で、その手続きの日時なんだけど、退勤後の遅めの時間を希望して伝えていたら、予想外に残業が長引いたりで、日にちはズルズルと後ろ倒しになっていった。
その過程で、約束の20分前にキャンセルの電話を入れるようなことが1回。
「この時間なら電話出られます」と伝えておいた時間にかかってきた、日にち相談の電話をろくに聞かず、「こっちから連絡します」と切ったのが3回。
予定が片付かない苛立ちと、後半になってオーバーヒートしていく忙しさにちょっと感覚が麻痺してた。

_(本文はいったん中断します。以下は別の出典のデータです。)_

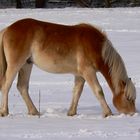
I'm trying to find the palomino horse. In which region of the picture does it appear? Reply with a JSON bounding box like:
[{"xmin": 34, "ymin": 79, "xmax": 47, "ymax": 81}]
[{"xmin": 0, "ymin": 19, "xmax": 136, "ymax": 117}]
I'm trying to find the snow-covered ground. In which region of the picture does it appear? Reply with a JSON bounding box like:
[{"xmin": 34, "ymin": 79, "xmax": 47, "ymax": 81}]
[{"xmin": 0, "ymin": 8, "xmax": 140, "ymax": 140}]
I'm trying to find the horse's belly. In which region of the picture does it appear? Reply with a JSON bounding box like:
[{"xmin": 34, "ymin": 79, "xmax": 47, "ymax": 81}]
[{"xmin": 33, "ymin": 55, "xmax": 76, "ymax": 73}]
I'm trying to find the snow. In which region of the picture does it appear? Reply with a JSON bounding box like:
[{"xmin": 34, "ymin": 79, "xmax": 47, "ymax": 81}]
[{"xmin": 0, "ymin": 8, "xmax": 140, "ymax": 140}]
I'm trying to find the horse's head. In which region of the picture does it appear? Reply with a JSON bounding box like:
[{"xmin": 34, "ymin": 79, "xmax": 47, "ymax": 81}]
[{"xmin": 113, "ymin": 79, "xmax": 136, "ymax": 115}]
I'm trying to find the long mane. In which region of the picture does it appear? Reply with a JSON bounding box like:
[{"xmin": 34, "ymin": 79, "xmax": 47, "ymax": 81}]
[{"xmin": 102, "ymin": 39, "xmax": 128, "ymax": 94}]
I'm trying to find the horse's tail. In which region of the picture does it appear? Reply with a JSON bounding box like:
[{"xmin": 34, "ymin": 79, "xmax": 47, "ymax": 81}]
[{"xmin": 0, "ymin": 29, "xmax": 7, "ymax": 87}]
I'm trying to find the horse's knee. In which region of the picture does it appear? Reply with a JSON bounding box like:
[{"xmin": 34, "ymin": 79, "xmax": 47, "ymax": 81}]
[{"xmin": 17, "ymin": 83, "xmax": 28, "ymax": 94}]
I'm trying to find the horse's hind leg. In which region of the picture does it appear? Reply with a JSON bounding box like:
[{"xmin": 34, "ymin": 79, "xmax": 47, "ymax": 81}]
[
  {"xmin": 17, "ymin": 62, "xmax": 39, "ymax": 115},
  {"xmin": 84, "ymin": 68, "xmax": 112, "ymax": 117},
  {"xmin": 68, "ymin": 76, "xmax": 85, "ymax": 116},
  {"xmin": 0, "ymin": 64, "xmax": 18, "ymax": 116}
]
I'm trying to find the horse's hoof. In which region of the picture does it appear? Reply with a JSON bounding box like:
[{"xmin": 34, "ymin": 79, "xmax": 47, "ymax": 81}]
[
  {"xmin": 67, "ymin": 111, "xmax": 77, "ymax": 116},
  {"xmin": 103, "ymin": 111, "xmax": 113, "ymax": 118},
  {"xmin": 0, "ymin": 111, "xmax": 9, "ymax": 117},
  {"xmin": 28, "ymin": 110, "xmax": 40, "ymax": 116}
]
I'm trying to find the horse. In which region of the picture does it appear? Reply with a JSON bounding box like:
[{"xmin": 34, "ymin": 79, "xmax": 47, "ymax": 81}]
[{"xmin": 0, "ymin": 18, "xmax": 136, "ymax": 117}]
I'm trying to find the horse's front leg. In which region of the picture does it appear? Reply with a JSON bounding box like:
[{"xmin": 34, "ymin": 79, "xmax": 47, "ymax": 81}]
[
  {"xmin": 0, "ymin": 66, "xmax": 17, "ymax": 117},
  {"xmin": 68, "ymin": 76, "xmax": 85, "ymax": 116},
  {"xmin": 83, "ymin": 67, "xmax": 112, "ymax": 117}
]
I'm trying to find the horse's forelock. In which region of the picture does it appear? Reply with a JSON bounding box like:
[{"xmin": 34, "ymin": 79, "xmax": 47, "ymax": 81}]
[{"xmin": 124, "ymin": 79, "xmax": 136, "ymax": 100}]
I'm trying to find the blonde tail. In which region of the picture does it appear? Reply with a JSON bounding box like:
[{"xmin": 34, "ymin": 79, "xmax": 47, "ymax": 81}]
[{"xmin": 0, "ymin": 29, "xmax": 7, "ymax": 88}]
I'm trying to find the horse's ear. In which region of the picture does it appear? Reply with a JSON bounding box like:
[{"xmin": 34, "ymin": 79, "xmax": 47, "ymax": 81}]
[{"xmin": 120, "ymin": 80, "xmax": 126, "ymax": 89}]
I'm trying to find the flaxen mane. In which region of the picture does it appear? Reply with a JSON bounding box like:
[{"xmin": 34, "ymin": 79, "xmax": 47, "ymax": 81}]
[{"xmin": 102, "ymin": 40, "xmax": 135, "ymax": 98}]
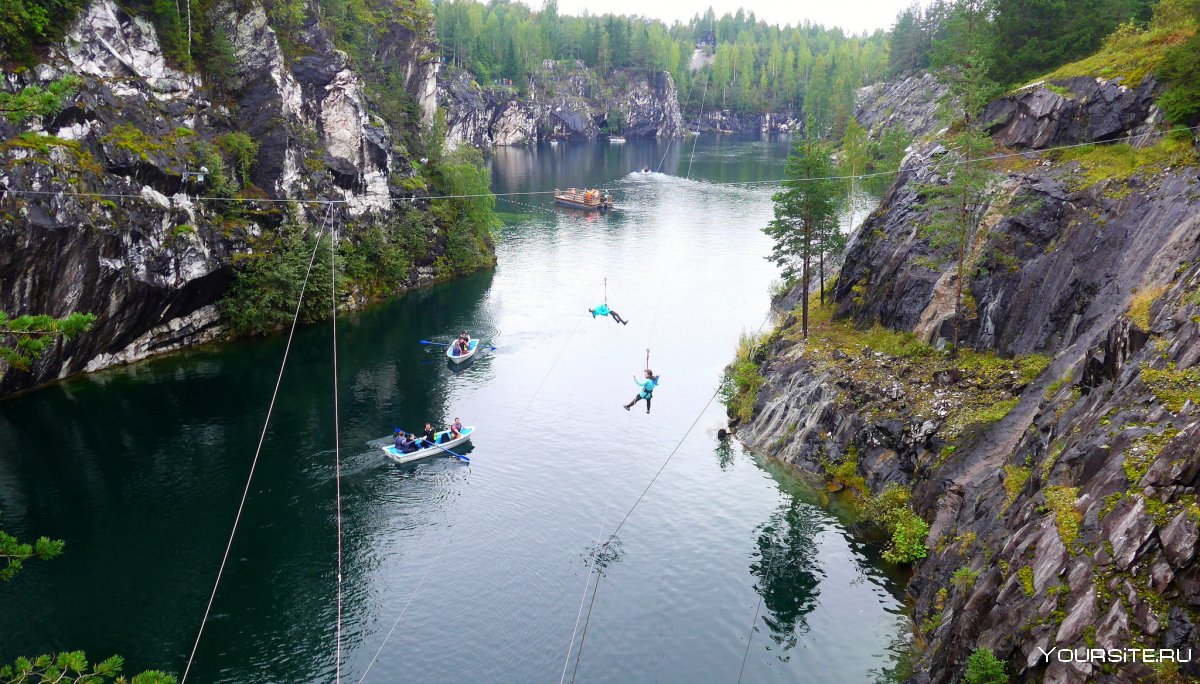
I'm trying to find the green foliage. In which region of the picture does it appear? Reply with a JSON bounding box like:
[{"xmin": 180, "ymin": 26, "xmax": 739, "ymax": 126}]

でも当時は本気で、なーんで今連絡してくっかな…確かにこっちもそう言ったけどさ…忙しいとも言ったじゃん…こっちの身にもなってよ……と、不満タラタラで応対してた。
そんなんでも最終的には段取りが決まり、私にも「今日ならいけそう」という日が来た。
当日、3つのことを確実にこなせば、かなり余裕を持って退勤できるはずだった。
でも実際は、聞きたいことがある人には電話は繋がらなかったし、すごい些細なことで書類に不備出すし、散々だった。
残ってる業務を引き剥がすようにして約束に間に合う時間に会社を飛び出たけど、そんな風に急がなきゃいけないことに「保険なんかの予定をいれるから」と半ば憎悪のようなものを抱いていた。
自宅での約束だから自宅に帰り、担当者が来るまでの数十分、服も着替えられずすごくイライラしながら待ってた。
さっさと終わらせたい一心で、待たされてる気分で待ってた。
打ち合わせした時間のきっかり5分前にピンポンが鳴って、ちょっと不安そうな声音で◼️◼️会社の◯◯ですって聞いたときは、ああベテランじゃねえなこの社員、と思った。
予感は当たって、玄関先に立ってたのは、私より一回り以上若いけど、不安と緊張で老けてる女性だった。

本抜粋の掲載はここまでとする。